Un récent rapport d’un organisme de surveillance de la sécurité de l’IA n’est pas celui que les entreprises technologiques voudront coller sur le réfrigérateur.
Le dernier indice de sécurité de l’IA du Way forward for Life Institute a révélé que les principaux laboratoires d’IA ne répondaient pas à la plupart des mesures de responsabilité en matière d’IA, avec peu de notes dépassant le C. L’organisation a noté huit entreprises dans des catégories telles que les cadres de sécurité, l’évaluation des risques et les préjudices actuels.
Le plus frappant était peut-être la ligne de « sécurité existentielle », où les entreprises obtenaient des notes D et F dans tous les domaines. Même si nombre de ces entreprises recherchent explicitement la superintelligence, elles n’ont pas de plan pour la gérer en toute sécurité, selon Max Tegmark, professeur au MIT et président du Way forward for Life Institute.
“Les critiques ont trouvé ce style de discorde”, nous a expliqué Tegmark.
Les évaluateurs en query étaient un panel d’universitaires de l’IA et d’specialists en gouvernance qui ont examiné les paperwork accessibles au public ainsi que les réponses à l’enquête soumises par cinq des huit entreprises.
Anthropic, OpenAI et GoogleDeepMind ont pris les trois premières locations avec une observe globale de C+ ou C. Viennent ensuite, dans l’ordre, Xai, Z.ai, Meta, DeepSeek et Alibaba d’Elon Musk, qui ont tous obtenu un D ou un D-.
Tegmark blâme le manque de réglementation qui fait que la concurrence acharnée de la course à l’IA l’emporte sur les précautions de sécurité. La Californie a récemment adopté la première loi qui oblige les entreprises pionnières de l’IA à divulguer des informations de sécurité concernant les risques catastrophiques, et New York est actuellement également à portée de primary. Les espoirs d’une législation fédérale sont toutefois faibles.
“Les entreprises sont incitées, même si elles ont les meilleures intentions, à toujours lancer de nouveaux produits avant les concurrents, au lieu de consacrer nécessairement beaucoup de temps à les rendre sûrs”, a déclaré Tegmark.
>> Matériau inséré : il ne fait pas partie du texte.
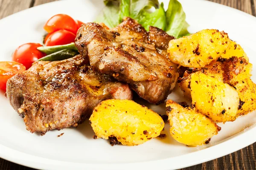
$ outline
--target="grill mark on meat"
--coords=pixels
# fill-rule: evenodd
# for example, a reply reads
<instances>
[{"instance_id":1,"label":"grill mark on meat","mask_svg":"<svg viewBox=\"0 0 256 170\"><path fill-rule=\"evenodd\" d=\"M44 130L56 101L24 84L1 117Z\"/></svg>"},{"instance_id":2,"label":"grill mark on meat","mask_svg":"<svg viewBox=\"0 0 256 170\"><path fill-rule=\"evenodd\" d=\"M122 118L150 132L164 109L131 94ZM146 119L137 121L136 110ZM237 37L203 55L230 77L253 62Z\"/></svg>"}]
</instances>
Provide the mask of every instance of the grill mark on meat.
<instances>
[{"instance_id":1,"label":"grill mark on meat","mask_svg":"<svg viewBox=\"0 0 256 170\"><path fill-rule=\"evenodd\" d=\"M114 38L116 32L118 35ZM147 32L136 21L126 17L110 30L95 23L83 25L75 44L82 56L88 55L96 71L114 76L129 84L140 97L159 104L171 93L178 77L177 65L166 57L169 41L174 38L154 27Z\"/></svg>"},{"instance_id":2,"label":"grill mark on meat","mask_svg":"<svg viewBox=\"0 0 256 170\"><path fill-rule=\"evenodd\" d=\"M53 129L76 127L101 101L131 99L128 85L97 73L88 64L80 55L37 62L9 79L6 96L27 130L44 135Z\"/></svg>"}]
</instances>

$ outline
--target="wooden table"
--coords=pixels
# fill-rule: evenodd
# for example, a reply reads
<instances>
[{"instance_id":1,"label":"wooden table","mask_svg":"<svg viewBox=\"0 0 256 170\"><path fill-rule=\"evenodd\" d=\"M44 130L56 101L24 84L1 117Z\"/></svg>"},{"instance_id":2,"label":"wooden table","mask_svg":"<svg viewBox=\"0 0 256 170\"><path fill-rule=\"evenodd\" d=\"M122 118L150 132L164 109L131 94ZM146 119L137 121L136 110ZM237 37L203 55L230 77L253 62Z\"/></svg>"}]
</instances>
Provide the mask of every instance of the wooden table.
<instances>
[{"instance_id":1,"label":"wooden table","mask_svg":"<svg viewBox=\"0 0 256 170\"><path fill-rule=\"evenodd\" d=\"M56 0L0 0L0 19L19 11ZM256 16L256 0L208 0L229 6ZM183 170L256 170L256 143L254 143L223 157ZM0 158L0 170L32 169Z\"/></svg>"}]
</instances>

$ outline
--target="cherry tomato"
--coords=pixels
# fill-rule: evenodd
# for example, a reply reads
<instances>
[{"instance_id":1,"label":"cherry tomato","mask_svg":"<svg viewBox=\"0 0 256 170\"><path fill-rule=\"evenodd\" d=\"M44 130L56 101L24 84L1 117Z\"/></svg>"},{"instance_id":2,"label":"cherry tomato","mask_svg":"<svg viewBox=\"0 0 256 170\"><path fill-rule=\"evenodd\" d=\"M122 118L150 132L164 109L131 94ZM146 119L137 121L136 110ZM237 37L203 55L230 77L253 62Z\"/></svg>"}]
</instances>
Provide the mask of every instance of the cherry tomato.
<instances>
[{"instance_id":1,"label":"cherry tomato","mask_svg":"<svg viewBox=\"0 0 256 170\"><path fill-rule=\"evenodd\" d=\"M46 22L44 28L49 33L64 29L75 34L76 34L78 29L73 18L64 14L58 14L52 17Z\"/></svg>"},{"instance_id":2,"label":"cherry tomato","mask_svg":"<svg viewBox=\"0 0 256 170\"><path fill-rule=\"evenodd\" d=\"M76 35L68 31L61 29L51 33L45 41L45 45L63 45L75 42Z\"/></svg>"},{"instance_id":3,"label":"cherry tomato","mask_svg":"<svg viewBox=\"0 0 256 170\"><path fill-rule=\"evenodd\" d=\"M75 20L75 21L76 21L76 25L77 25L77 29L79 29L79 28L81 26L81 25L84 24L84 23L79 21L79 20Z\"/></svg>"},{"instance_id":4,"label":"cherry tomato","mask_svg":"<svg viewBox=\"0 0 256 170\"><path fill-rule=\"evenodd\" d=\"M32 63L45 56L36 48L41 46L40 44L28 43L18 47L12 54L12 61L22 64L27 70Z\"/></svg>"},{"instance_id":5,"label":"cherry tomato","mask_svg":"<svg viewBox=\"0 0 256 170\"><path fill-rule=\"evenodd\" d=\"M6 90L8 79L26 70L22 64L12 61L0 62L0 89Z\"/></svg>"}]
</instances>

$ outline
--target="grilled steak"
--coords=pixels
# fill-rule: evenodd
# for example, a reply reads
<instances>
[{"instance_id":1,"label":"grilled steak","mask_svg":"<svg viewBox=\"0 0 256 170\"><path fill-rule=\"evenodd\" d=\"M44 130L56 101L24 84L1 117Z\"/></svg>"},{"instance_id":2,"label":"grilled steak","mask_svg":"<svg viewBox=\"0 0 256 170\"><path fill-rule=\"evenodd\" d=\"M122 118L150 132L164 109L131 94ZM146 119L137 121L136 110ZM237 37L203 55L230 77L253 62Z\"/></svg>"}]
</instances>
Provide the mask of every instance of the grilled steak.
<instances>
[{"instance_id":1,"label":"grilled steak","mask_svg":"<svg viewBox=\"0 0 256 170\"><path fill-rule=\"evenodd\" d=\"M171 93L178 74L165 55L165 42L173 38L154 27L151 30L129 17L111 29L87 23L79 30L76 45L98 72L128 83L140 97L159 104Z\"/></svg>"},{"instance_id":2,"label":"grilled steak","mask_svg":"<svg viewBox=\"0 0 256 170\"><path fill-rule=\"evenodd\" d=\"M35 63L7 82L6 96L24 118L26 129L44 135L76 127L108 99L131 99L128 85L100 74L80 55L64 60Z\"/></svg>"}]
</instances>

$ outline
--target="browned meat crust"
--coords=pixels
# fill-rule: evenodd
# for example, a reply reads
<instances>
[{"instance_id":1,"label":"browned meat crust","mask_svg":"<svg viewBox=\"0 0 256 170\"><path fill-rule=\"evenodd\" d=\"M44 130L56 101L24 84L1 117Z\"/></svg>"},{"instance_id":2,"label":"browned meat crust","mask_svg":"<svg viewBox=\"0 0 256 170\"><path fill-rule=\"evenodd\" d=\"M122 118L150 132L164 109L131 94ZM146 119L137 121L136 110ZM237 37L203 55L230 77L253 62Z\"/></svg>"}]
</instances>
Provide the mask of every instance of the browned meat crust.
<instances>
[{"instance_id":1,"label":"browned meat crust","mask_svg":"<svg viewBox=\"0 0 256 170\"><path fill-rule=\"evenodd\" d=\"M101 101L131 99L128 85L96 73L87 63L80 55L38 62L8 80L6 96L24 118L27 130L43 135L51 130L76 127Z\"/></svg>"},{"instance_id":2,"label":"browned meat crust","mask_svg":"<svg viewBox=\"0 0 256 170\"><path fill-rule=\"evenodd\" d=\"M171 93L178 74L176 65L160 54L167 46L165 41L161 45L159 41L171 37L158 28L151 29L152 32L147 32L129 17L110 30L87 23L79 30L76 45L97 71L129 84L140 97L159 104Z\"/></svg>"},{"instance_id":3,"label":"browned meat crust","mask_svg":"<svg viewBox=\"0 0 256 170\"><path fill-rule=\"evenodd\" d=\"M169 42L175 39L175 37L169 35L161 29L151 26L149 27L148 35L150 42L154 44L158 53L167 57L166 50Z\"/></svg>"}]
</instances>

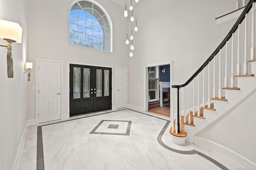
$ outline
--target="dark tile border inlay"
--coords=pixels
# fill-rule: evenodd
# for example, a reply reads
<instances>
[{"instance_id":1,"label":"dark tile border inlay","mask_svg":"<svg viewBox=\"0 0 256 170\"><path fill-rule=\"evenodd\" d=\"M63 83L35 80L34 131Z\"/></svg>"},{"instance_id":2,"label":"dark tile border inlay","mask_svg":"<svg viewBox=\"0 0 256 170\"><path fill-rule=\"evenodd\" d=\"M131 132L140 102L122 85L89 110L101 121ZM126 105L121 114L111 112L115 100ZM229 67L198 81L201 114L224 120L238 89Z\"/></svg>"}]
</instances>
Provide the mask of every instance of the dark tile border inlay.
<instances>
[{"instance_id":1,"label":"dark tile border inlay","mask_svg":"<svg viewBox=\"0 0 256 170\"><path fill-rule=\"evenodd\" d=\"M44 170L44 147L42 126L37 127L37 143L36 151L36 170Z\"/></svg>"},{"instance_id":2,"label":"dark tile border inlay","mask_svg":"<svg viewBox=\"0 0 256 170\"><path fill-rule=\"evenodd\" d=\"M217 162L217 161L214 160L212 158L209 157L208 156L204 154L203 154L202 153L201 153L197 150L188 150L188 151L184 151L184 150L177 150L177 149L174 149L173 148L170 147L167 145L165 145L164 143L162 141L162 137L163 136L164 133L164 132L165 132L166 129L167 129L167 127L168 127L168 126L169 125L169 124L170 124L170 121L167 121L166 123L165 124L165 125L164 125L163 129L162 129L162 131L161 131L160 133L159 133L159 135L158 135L157 137L157 141L160 144L160 145L161 145L163 147L165 148L166 149L168 149L171 151L174 152L176 153L178 153L181 154L197 154L198 155L200 155L205 158L211 162L212 163L217 165L219 167L221 168L222 169L224 170L228 170L228 168L227 168L227 167L226 167L226 166L224 166L223 165L222 165L218 162Z\"/></svg>"},{"instance_id":3,"label":"dark tile border inlay","mask_svg":"<svg viewBox=\"0 0 256 170\"><path fill-rule=\"evenodd\" d=\"M106 132L95 132L97 129L101 125L104 121L120 121L122 122L128 122L127 129L125 133L108 133ZM132 124L132 121L126 121L122 120L102 120L98 124L97 126L89 133L94 134L102 134L102 135L130 135L130 131L131 129L131 125Z\"/></svg>"}]
</instances>

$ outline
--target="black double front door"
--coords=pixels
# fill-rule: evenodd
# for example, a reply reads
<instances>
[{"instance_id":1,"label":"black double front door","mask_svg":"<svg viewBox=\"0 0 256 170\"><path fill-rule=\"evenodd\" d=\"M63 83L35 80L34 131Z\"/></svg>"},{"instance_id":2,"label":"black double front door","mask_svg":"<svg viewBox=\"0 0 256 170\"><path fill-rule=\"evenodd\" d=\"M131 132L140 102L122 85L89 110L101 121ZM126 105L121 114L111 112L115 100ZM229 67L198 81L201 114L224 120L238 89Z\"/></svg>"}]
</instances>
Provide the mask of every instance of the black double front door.
<instances>
[{"instance_id":1,"label":"black double front door","mask_svg":"<svg viewBox=\"0 0 256 170\"><path fill-rule=\"evenodd\" d=\"M70 64L70 116L112 108L112 69Z\"/></svg>"}]
</instances>

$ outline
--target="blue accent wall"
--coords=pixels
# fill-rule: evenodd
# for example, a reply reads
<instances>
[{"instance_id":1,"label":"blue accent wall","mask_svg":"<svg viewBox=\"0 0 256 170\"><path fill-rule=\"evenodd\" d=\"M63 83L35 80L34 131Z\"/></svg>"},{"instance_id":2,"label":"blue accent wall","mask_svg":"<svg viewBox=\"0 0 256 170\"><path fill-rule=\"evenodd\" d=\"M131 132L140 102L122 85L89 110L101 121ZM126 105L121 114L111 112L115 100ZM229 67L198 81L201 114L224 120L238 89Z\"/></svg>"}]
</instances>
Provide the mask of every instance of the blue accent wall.
<instances>
[{"instance_id":1,"label":"blue accent wall","mask_svg":"<svg viewBox=\"0 0 256 170\"><path fill-rule=\"evenodd\" d=\"M165 67L165 72L164 73L162 72L164 66ZM159 82L170 82L170 64L159 66L158 69L159 70Z\"/></svg>"}]
</instances>

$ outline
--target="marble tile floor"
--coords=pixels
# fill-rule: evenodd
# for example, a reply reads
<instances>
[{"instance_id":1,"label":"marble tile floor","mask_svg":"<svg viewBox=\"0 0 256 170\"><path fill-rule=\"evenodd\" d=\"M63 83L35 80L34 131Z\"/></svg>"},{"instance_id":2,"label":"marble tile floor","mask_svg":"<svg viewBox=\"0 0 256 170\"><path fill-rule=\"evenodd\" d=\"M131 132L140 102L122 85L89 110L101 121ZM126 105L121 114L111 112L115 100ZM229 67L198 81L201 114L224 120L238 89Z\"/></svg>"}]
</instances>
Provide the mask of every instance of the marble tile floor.
<instances>
[{"instance_id":1,"label":"marble tile floor","mask_svg":"<svg viewBox=\"0 0 256 170\"><path fill-rule=\"evenodd\" d=\"M241 168L195 145L186 143L180 146L172 143L168 117L129 109L107 112L28 126L18 169L215 170ZM38 145L38 136L41 137L42 144ZM158 136L164 145L158 141ZM204 156L180 154L171 150L172 149L194 150ZM37 157L40 161L37 161ZM218 163L210 161L211 158Z\"/></svg>"}]
</instances>

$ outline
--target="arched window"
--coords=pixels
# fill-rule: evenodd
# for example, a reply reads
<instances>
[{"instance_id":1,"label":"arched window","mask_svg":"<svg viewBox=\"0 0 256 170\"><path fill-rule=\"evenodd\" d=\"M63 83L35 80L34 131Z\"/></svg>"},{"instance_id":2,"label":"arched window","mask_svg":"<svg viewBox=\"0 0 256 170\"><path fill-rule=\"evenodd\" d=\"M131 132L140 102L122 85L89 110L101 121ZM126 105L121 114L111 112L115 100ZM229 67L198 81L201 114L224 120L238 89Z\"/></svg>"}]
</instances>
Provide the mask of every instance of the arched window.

Au lieu des normes imposées par le gouvernement, Tegmark a déclaré que l’industrie avait commencé à prendre plus au sérieux les indices de sécurité régulièrement publiés par le groupe ; Quatre des cinq entreprises américaines répondent désormais à son enquête (Meta est la seule à résister.) Et les entreprises ont apporté quelques améliorations au fil du temps, a déclaré Tegmark, citant comme exemple la transparence de Google concernant sa politique de dénonciation.
Mais les préjudices réels signalés autour de problèmes tels que les suicides d’adolescents que les chatbots auraient encouragés, les interactions inappropriées avec des mineurs et les cyberattaques majeures ont également fait monter les enjeux du débat, a-t-il déclaré.
“[They] « J’ai vraiment fait comprendre à beaucoup de gens que ce n’est pas l’avenir dont nous parlons, c’est celui d’aujourd’hui », a déclaré Tegmark.
Le Way forward for Life Institute a récemment fait appel à des personnalités publiques aussi diverses que le prince Harry et Meghan Markle, l’ancien assistant de Trump Steve Bannon, le cofondateur d’Apple Steve Wozniak et le rappeur Will.i.am pour signer une déclaration s’opposant aux travaux qui pourraient conduire à la superintelligence.
Tegmark a déclaré qu’il aimerait voir quelque selected comme « une FDA pour l’IA où les entreprises doivent d’abord convaincre les specialists que leurs modèles sont sûrs avant de pouvoir les vendre.
“L’industrie de l’IA est tout à fait distinctive en ce sens qu’elle est la seule aux États-Unis à créer une technologie puissante qui est moins réglementée que les sandwichs, voire pas du tout réglementée”, a déclaré Tegmark. “Si quelqu’un dit : ‘Je veux ouvrir une nouvelle sandwicherie près de Occasions Sq.’, avant de pouvoir vendre le premier sandwich, vous avez besoin d’un inspecteur sanitaire pour vérifier votre delicacies et s’assurer qu’elle n’est pas pleine de rats… Si vous dites plutôt : ‘Oh non, je ne vais pas vendre de sandwichs. Je vais juste libérer la superintelligence.’ D’accord ! Pas besoin d’inspecteurs, pas besoin d’obtenir des approbations pour quoi que ce soit.
“La answer à ce problème est donc très évidente”, a ajouté Tegmark. « Il suffit de mettre un terme à cette aide sociale aux entreprises consistant à accorder aux entreprises d’IA des exemptions dont aucune autre entreprise ne bénéficie. »
Ce rapport a été initialement publié par Tech Brew.